“I don’t do poutine,” said Chef with a grin that showed off the gums of his loose dentures. “A poutine is just a snack. I do poutine meals.”
Chef is full of such pithy aphorisms. Chef looks like an outcast in a David Lynch movie or a Daniel Clowes comic. He is the owner of Resto Chef Café, an unusual restaurant in a converted garage on the border of the Huron-Wendat reserve. A word of warning: don’t get Chef started on how the natives chased him out of the reserve. Less contentious topics include the “old hand-cut wood from 1645” that graces the interior of his garage. He will also happily regale you with his thoughts on the benefits of serving poutine in stainless steel dishes and the reasons for suspending condiments in plastic trays.
If this is your first visit, Chef will insist you try his special sauce before he lets you order. He takes a sadistic delight in seeing diners squirm as they swallow his “puree made with home-grown all-natural organic red savina habanero peppers: 577,000 on the Scoville scale.” Chef told us that it is best not to give this sauce to the ladies since “this will make you understand what it means to have a well-lit cigar” if she gets down on her knees to perform oral sex. He also talked about the dangers of the “hot teabag effect” when trying to pleasure yourself after working with habanero peppers. It’s always nice to hear the cook talk about fondling his sack right before he cooks your meal.

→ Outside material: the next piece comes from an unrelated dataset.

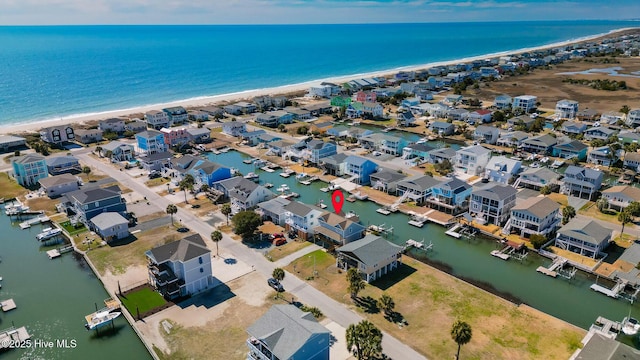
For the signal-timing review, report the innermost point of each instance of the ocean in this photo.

After making you suffer, Chef may agree to take your order. There is only one item on the menu: the “poutine repas gastronomique du chef.” I asked for a plain poutine without all the extra toppings. Chef would have none of it. Chef is a man with principles. It’s best to do as he says. Go with the combo. There’s no other choice. His poutine is topped with a grilled mix of pepperoni, onions, peppers, bacon, beef, and mushrooms.
I liked the DIY aspect of this poutine. All the ingredients are served separately, allowing you to mix them up yourself. Chef’s method ensures that you can dish out small amounts at a time so your fries stay crisp and the cheese doesn’t melt.

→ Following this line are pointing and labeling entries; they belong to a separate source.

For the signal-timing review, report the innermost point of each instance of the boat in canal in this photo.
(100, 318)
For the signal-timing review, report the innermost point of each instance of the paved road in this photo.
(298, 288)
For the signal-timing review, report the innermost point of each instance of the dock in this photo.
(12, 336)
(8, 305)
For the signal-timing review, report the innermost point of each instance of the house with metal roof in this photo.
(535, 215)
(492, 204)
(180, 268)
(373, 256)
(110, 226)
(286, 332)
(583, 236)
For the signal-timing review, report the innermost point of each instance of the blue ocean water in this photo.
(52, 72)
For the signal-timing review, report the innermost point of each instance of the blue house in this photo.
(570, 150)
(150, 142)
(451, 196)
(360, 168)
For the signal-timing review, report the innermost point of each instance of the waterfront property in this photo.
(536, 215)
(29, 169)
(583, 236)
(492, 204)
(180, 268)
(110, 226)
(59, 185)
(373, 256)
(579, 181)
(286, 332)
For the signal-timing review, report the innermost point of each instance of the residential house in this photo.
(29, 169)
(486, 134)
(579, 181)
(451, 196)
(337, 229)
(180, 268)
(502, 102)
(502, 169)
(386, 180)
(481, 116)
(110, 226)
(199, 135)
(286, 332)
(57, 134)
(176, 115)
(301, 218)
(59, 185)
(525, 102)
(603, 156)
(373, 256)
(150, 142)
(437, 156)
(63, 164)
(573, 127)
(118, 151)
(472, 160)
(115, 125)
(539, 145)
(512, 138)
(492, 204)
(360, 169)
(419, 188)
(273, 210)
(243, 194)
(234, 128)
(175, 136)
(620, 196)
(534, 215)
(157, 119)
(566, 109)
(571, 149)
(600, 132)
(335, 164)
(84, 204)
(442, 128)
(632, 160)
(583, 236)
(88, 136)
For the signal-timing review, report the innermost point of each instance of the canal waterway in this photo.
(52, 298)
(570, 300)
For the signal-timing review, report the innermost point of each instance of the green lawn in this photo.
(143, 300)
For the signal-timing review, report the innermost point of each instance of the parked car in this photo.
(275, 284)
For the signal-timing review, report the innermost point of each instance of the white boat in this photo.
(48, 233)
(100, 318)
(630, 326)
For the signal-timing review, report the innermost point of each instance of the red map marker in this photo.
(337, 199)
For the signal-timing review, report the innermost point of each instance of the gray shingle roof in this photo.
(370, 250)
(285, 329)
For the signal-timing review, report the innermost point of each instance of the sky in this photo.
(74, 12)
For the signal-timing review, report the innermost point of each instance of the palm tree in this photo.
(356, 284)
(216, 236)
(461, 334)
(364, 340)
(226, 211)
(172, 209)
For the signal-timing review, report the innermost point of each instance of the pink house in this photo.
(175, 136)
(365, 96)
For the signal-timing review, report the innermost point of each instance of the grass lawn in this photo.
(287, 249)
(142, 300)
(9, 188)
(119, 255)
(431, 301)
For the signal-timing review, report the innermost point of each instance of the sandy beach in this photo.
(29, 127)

While you’re dining, Chef may try to impress you with some of his tricks. Tell him your name and he’ll spit it back to you in numbers with some impressive homeboy sign language to go with it – “Poutine Pundit” becomes “16-15-21-20-9-14-5 16-21-14-4-9-20.” He can also spell it out in the NATO phonetic alphabet: “Papa Oscar Uniform Tango India etc. etc.”

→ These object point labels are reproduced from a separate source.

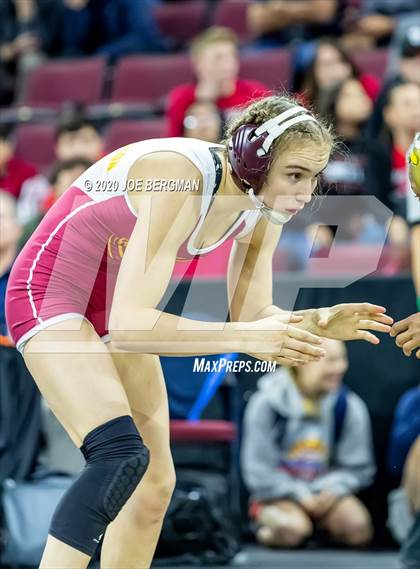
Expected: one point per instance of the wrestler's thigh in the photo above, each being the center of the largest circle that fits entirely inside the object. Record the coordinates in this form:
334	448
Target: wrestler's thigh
79	381
142	378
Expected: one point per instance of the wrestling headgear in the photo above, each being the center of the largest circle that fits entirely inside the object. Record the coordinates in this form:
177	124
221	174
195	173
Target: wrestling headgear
249	152
414	164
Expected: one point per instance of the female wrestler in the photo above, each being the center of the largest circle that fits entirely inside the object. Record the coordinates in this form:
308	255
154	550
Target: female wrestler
72	286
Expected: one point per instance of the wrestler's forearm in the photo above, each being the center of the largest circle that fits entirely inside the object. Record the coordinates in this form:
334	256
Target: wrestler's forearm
160	333
415	250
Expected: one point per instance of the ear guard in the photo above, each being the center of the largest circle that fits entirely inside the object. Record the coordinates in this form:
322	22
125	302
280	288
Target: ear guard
249	152
249	149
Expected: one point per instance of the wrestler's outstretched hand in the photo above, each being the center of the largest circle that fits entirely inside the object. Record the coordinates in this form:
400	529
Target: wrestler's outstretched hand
352	321
407	334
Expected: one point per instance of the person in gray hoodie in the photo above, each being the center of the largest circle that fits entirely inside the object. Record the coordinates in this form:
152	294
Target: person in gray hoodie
306	451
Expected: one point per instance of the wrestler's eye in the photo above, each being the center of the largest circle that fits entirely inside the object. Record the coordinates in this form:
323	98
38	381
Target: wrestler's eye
295	177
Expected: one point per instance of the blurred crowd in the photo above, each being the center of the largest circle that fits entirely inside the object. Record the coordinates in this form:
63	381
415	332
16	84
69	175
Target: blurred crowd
375	116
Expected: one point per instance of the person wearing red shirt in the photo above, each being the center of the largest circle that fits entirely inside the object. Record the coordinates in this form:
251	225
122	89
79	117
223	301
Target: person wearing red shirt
215	60
13	171
20	179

This short documentary deals with chef and his poutine philosophy.
Fries: The fries look good but they’re limp and oily, lacking crispiness. They are also unsalted. Chef probably expects you to add your own salt using the tiny packets above the table, but it would be nice to have some default saltiness. There are too many fries for the amount of sauce and cheese provided. 17/30.
Gravy: Although Chef begins with a standard brown sauce base, the added ingredients make it tastier. There is a slight piquancy that probably comes from a restrained use of his peppers. The sauce is also livened up with the use of herbs. It is served at just the right temperature and has a nice thick consistency that sticks to the otherwise bland fries. 40/50.
Cheese: Poutines are served with a small bag of Kingsey cheese curds. These were disappointing. The chunks are too small and one small bag is not enough for the amount of fries, sauce, and topping that comes with the poutine. 8/20.
Toppings: The meat is a nice touch, but I don’t like mushrooms and peppers. Chef’s toppings definitely add something to the poutine but does not turn it into a healthy meal, nor do these make up for the alarming lack of cheese. I wish this place would allow me to pay less, have more cheese, and skip the toppings. +4 points
Verdict: Chef’s quirky personality makes it worth at least one trip. However, quantity tends to prevail over quality with regard to the actual food.
Price: Moderate to high – $10-$14 for a complete “meal” including fries, sauce, cheese, mandatory toppings, and a large mandatory soft drink. The price depends on the number of people in your party. Portions are too big – two people can easily share a meal for one. If you’re nice, Chef will probably let you do this.
Opening Hours: Every day from 11AM to 8PM.
Location: 11085 Boulevard Valcartier, Quebec City (Loretteville).